OSAKA -- In keeping with the decline in coronavirus infections, Osaka Prefecture has for the first time in about 11 months completely lifted its requests to restaurants and bars that they shorten their operating hours and restrict the serving of alcoholic beverages.
Will the nightlife in Osaka return to pre-COVID days? Business operators in Osaka's Kitashinchi district, one of the biggest nightlife districts in western Japan and home to about 3,000 bars, clubs and izakaya pubs, have mixed feelings of hope and apprehension.
"The restrictions were in place for almost this entire year, so we have high hopes," said Ryota Shimada, the 34-year-old manager of Grand Marche's Kitashinchi store in Kita Ward, Osaka. The store sells alcoholic beverages wholesale to restaurants and bars in Kitashinchi.
During the state of emergency, orders for such expensive champagne as Dom Perignon plunged. In some months, sales dropped as much as 70% from the pre-corona period.
Since the state of emergency concluded at the end of September, Shimada estimates that about 70% of the bars and restaurants in the store's neighborhood have resumed their business. Then came the end of the prefecture's requests.

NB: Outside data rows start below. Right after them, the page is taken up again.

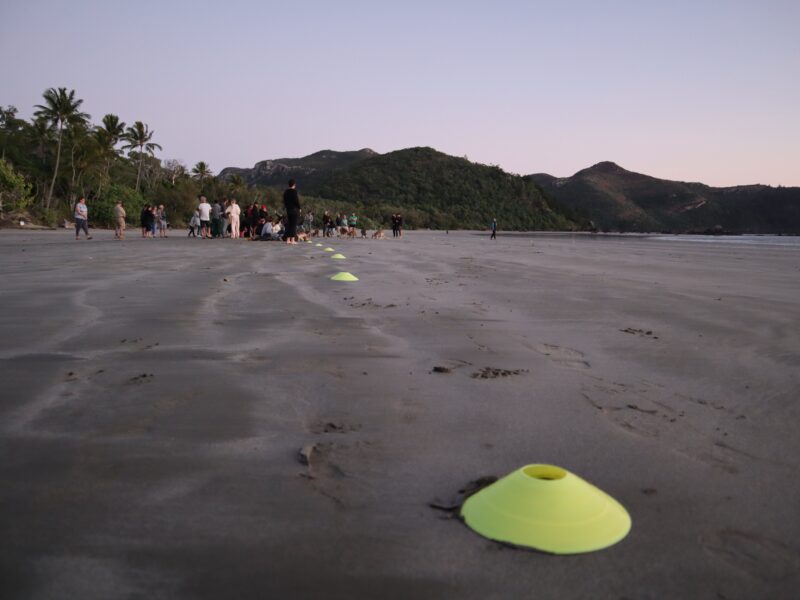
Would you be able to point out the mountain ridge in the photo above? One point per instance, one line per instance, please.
(443, 191)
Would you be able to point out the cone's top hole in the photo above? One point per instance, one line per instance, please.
(544, 472)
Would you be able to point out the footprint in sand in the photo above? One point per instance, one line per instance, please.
(333, 427)
(653, 413)
(756, 555)
(333, 470)
(565, 357)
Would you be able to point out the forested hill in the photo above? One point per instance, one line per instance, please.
(308, 168)
(619, 200)
(436, 190)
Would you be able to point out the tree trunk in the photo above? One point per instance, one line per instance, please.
(55, 171)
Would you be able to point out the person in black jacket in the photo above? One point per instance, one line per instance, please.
(292, 203)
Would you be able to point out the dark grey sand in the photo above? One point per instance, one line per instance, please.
(155, 394)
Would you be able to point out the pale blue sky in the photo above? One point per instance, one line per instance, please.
(700, 91)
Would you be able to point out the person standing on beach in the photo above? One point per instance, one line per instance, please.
(216, 218)
(291, 202)
(194, 224)
(205, 217)
(234, 213)
(162, 220)
(82, 219)
(119, 221)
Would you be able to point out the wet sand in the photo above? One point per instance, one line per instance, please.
(155, 394)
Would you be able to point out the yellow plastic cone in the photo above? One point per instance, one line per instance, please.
(344, 276)
(547, 508)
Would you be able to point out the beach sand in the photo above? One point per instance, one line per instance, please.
(155, 395)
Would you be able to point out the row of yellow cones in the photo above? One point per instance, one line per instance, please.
(541, 506)
(341, 275)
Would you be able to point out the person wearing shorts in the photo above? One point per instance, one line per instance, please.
(82, 219)
(205, 217)
(119, 221)
(162, 220)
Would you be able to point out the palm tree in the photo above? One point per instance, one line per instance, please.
(200, 171)
(107, 137)
(60, 108)
(139, 136)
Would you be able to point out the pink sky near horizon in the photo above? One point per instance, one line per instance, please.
(695, 91)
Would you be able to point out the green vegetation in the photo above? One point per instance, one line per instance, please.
(15, 192)
(435, 190)
(619, 200)
(60, 156)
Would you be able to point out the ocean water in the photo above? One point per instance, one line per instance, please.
(747, 240)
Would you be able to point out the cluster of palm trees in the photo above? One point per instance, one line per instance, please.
(59, 155)
(62, 111)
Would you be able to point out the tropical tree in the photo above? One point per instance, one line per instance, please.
(60, 108)
(200, 171)
(108, 136)
(173, 169)
(139, 136)
(9, 125)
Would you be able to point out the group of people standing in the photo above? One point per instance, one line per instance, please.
(397, 225)
(227, 218)
(153, 218)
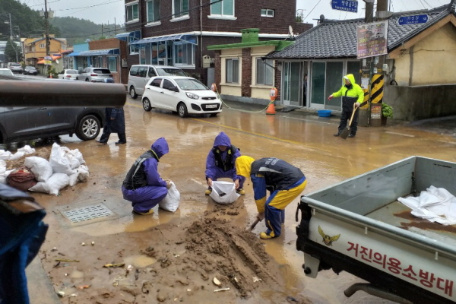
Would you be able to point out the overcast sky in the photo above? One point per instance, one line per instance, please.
(112, 11)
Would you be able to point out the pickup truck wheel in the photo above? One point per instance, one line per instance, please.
(88, 128)
(182, 110)
(146, 105)
(133, 93)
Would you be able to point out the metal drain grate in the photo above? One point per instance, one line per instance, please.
(87, 213)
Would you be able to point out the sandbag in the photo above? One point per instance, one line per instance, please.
(171, 200)
(21, 179)
(224, 192)
(40, 167)
(58, 161)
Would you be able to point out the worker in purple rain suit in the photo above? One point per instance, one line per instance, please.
(143, 186)
(284, 183)
(220, 163)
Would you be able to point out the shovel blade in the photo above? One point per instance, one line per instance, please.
(344, 133)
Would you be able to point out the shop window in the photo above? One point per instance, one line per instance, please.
(180, 8)
(184, 54)
(222, 8)
(132, 12)
(266, 12)
(153, 10)
(264, 72)
(112, 64)
(232, 70)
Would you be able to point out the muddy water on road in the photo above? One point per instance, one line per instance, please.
(305, 141)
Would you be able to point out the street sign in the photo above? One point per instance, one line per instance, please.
(345, 5)
(415, 19)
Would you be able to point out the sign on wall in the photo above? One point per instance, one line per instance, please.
(345, 5)
(415, 19)
(372, 39)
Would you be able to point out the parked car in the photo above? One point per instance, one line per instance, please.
(15, 67)
(140, 75)
(30, 70)
(25, 123)
(184, 95)
(92, 74)
(6, 72)
(69, 74)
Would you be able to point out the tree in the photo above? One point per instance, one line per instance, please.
(11, 50)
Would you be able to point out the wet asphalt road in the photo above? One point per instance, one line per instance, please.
(299, 137)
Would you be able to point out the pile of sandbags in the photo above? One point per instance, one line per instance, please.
(64, 167)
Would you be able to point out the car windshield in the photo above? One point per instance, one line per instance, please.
(190, 84)
(5, 72)
(170, 72)
(101, 71)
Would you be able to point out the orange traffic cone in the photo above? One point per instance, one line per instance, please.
(271, 109)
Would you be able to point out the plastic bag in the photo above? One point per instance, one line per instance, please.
(224, 192)
(171, 200)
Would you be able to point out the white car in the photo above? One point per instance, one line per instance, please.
(184, 95)
(69, 74)
(6, 72)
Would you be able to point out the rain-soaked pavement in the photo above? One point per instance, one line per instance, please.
(300, 138)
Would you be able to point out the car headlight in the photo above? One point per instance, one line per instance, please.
(191, 95)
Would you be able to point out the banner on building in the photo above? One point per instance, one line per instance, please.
(372, 39)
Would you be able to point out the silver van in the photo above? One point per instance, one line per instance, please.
(141, 73)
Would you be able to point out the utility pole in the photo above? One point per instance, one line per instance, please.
(46, 28)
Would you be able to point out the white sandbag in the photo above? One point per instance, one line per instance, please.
(58, 161)
(26, 149)
(5, 155)
(83, 173)
(56, 182)
(39, 166)
(40, 187)
(171, 200)
(224, 192)
(16, 155)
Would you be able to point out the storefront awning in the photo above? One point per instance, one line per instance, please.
(186, 38)
(73, 54)
(98, 52)
(124, 36)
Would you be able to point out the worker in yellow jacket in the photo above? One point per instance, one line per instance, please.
(352, 95)
(284, 183)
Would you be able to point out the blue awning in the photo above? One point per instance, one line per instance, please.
(124, 36)
(186, 38)
(98, 52)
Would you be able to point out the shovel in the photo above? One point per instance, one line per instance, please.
(254, 224)
(346, 131)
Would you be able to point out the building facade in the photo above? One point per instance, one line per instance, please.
(178, 32)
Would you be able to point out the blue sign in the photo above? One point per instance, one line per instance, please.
(345, 5)
(413, 19)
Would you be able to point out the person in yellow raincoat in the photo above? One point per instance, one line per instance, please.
(352, 94)
(284, 183)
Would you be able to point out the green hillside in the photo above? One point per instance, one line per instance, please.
(28, 23)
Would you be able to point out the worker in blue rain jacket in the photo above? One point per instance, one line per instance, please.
(283, 181)
(143, 186)
(220, 163)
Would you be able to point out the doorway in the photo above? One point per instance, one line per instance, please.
(292, 83)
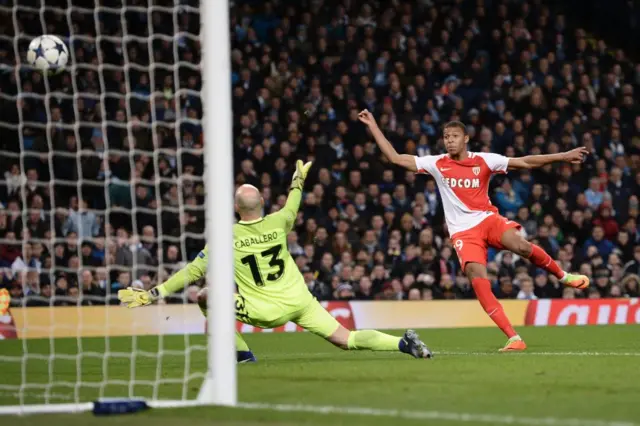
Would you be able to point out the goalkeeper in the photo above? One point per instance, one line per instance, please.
(271, 290)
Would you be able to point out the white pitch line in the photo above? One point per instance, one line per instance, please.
(52, 395)
(459, 353)
(528, 353)
(433, 415)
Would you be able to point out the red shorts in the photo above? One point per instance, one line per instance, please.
(472, 245)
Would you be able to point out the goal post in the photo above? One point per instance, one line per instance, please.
(219, 174)
(89, 365)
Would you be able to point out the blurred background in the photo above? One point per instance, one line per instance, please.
(101, 166)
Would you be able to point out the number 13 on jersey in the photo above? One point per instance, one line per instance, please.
(268, 259)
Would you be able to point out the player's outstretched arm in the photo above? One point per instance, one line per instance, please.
(192, 272)
(290, 209)
(403, 160)
(575, 156)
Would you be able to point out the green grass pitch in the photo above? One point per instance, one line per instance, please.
(583, 373)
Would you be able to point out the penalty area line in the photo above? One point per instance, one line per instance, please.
(432, 415)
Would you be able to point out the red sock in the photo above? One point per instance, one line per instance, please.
(541, 259)
(491, 306)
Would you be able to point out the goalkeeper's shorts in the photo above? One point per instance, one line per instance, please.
(312, 317)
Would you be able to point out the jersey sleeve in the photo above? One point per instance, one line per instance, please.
(192, 272)
(286, 217)
(426, 164)
(497, 163)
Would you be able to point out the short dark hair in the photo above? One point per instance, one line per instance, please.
(457, 125)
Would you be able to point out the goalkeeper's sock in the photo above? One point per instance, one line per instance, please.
(372, 340)
(491, 306)
(241, 345)
(243, 353)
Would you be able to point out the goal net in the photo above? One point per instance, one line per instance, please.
(103, 187)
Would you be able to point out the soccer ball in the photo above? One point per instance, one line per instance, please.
(48, 54)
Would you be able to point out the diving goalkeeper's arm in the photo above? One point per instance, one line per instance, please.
(197, 269)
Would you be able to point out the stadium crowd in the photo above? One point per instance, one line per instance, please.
(110, 192)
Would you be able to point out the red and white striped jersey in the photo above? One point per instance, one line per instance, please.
(464, 186)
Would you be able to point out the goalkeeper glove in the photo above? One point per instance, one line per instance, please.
(297, 182)
(135, 297)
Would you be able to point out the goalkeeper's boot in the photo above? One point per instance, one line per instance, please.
(243, 357)
(412, 345)
(576, 281)
(514, 344)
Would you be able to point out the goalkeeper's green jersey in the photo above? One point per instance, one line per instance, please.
(265, 273)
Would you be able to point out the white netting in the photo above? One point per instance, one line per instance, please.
(101, 187)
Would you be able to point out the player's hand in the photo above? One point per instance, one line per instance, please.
(135, 297)
(302, 169)
(576, 156)
(367, 118)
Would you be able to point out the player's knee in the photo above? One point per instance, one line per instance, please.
(475, 270)
(202, 299)
(522, 247)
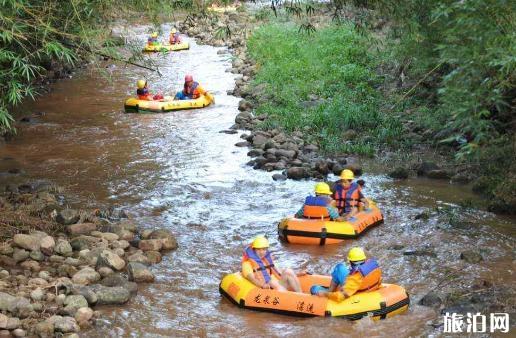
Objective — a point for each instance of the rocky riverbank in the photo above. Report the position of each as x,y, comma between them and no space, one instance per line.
59,265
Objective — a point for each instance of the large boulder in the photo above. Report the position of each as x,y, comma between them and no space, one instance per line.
86,276
81,228
139,273
111,260
168,240
28,242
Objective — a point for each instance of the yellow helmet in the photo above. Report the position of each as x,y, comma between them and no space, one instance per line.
141,84
322,188
260,242
347,174
356,254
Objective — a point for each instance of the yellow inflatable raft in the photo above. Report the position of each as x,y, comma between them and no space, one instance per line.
382,303
166,47
321,232
133,105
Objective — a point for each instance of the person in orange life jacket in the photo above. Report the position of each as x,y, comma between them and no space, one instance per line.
174,37
363,275
320,206
348,194
143,92
153,39
258,267
191,90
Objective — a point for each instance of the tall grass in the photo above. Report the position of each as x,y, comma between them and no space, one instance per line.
323,84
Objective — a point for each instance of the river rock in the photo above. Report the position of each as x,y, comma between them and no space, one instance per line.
86,276
111,295
67,217
431,299
37,295
63,248
81,228
65,325
168,240
297,173
471,256
111,260
28,242
83,314
150,244
399,173
20,255
47,245
139,273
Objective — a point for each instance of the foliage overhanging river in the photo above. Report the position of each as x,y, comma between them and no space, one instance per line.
178,171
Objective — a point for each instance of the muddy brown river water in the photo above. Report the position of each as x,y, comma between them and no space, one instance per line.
176,170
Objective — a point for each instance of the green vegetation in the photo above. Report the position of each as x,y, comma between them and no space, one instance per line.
35,35
322,83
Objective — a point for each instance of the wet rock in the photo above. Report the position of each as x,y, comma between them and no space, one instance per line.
63,248
412,252
81,228
111,260
86,276
471,256
297,173
168,240
20,255
438,174
139,273
66,325
431,299
111,295
399,173
83,314
28,242
150,244
425,167
47,245
67,217
154,257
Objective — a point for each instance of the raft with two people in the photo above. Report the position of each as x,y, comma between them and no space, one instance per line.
384,302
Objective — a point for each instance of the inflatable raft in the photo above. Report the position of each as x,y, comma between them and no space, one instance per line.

On Friday night, orders came in from several business clients for the first time in a long while. In anticipation of an increase in the days after Oct. 25, the day Osaka Prefecture lifted its requests, Shimada was busy checking the stock of such expensive items as alcohol fetching nearly 100,000 yen a bottle.
Kitashinchi Hananao is a long-established florist in Kitashinchi that works with bars and clubs -- its signature phalaenopsis, commonly known as moth orchids, are lined up inside.
The store increased its stock for early October, but orders for moth orchids did not go up as much as it had expected with the lifting of the state of emergency. It is therefore hopeful but remaining cautious.
"We can't afford to be overstocked. We're going to wait and see for a while," said president Naoji Tozawa, 68.
70% to forgo parties
According to a survey this month by Tokyo Shoko Research, Ltd., 5,760 companies, or over 70% of the 8,174 that responded, said they would not hold a year-end party or New Year's party.
Out of the 1,229 large companies surveyed, as many as 970, or about 80% of the total, were not planning a party. Among just firms based in Osaka Prefecture, 68.6% said they would dispense with such parties.
A 30-year-old man who works for a leading financial institution in Osaka said, "The infection situation has calmed down now, but people are not yet in the mood to head for Kitashinchi in cheerful groups."
According to Koichi Toshioka, managing director of the Kitashinchi Syakou Ryouin Kyoukai Inc. association comprising about 430 bars and clubs: "Shinchi has close ties with the business sector. For the time being, people are only going to go to their favorite places.
"If the coronavirus subsidies [given to businesses that cooperate with local governments to curb infections] dry up and customers don't come back, more businesses will close."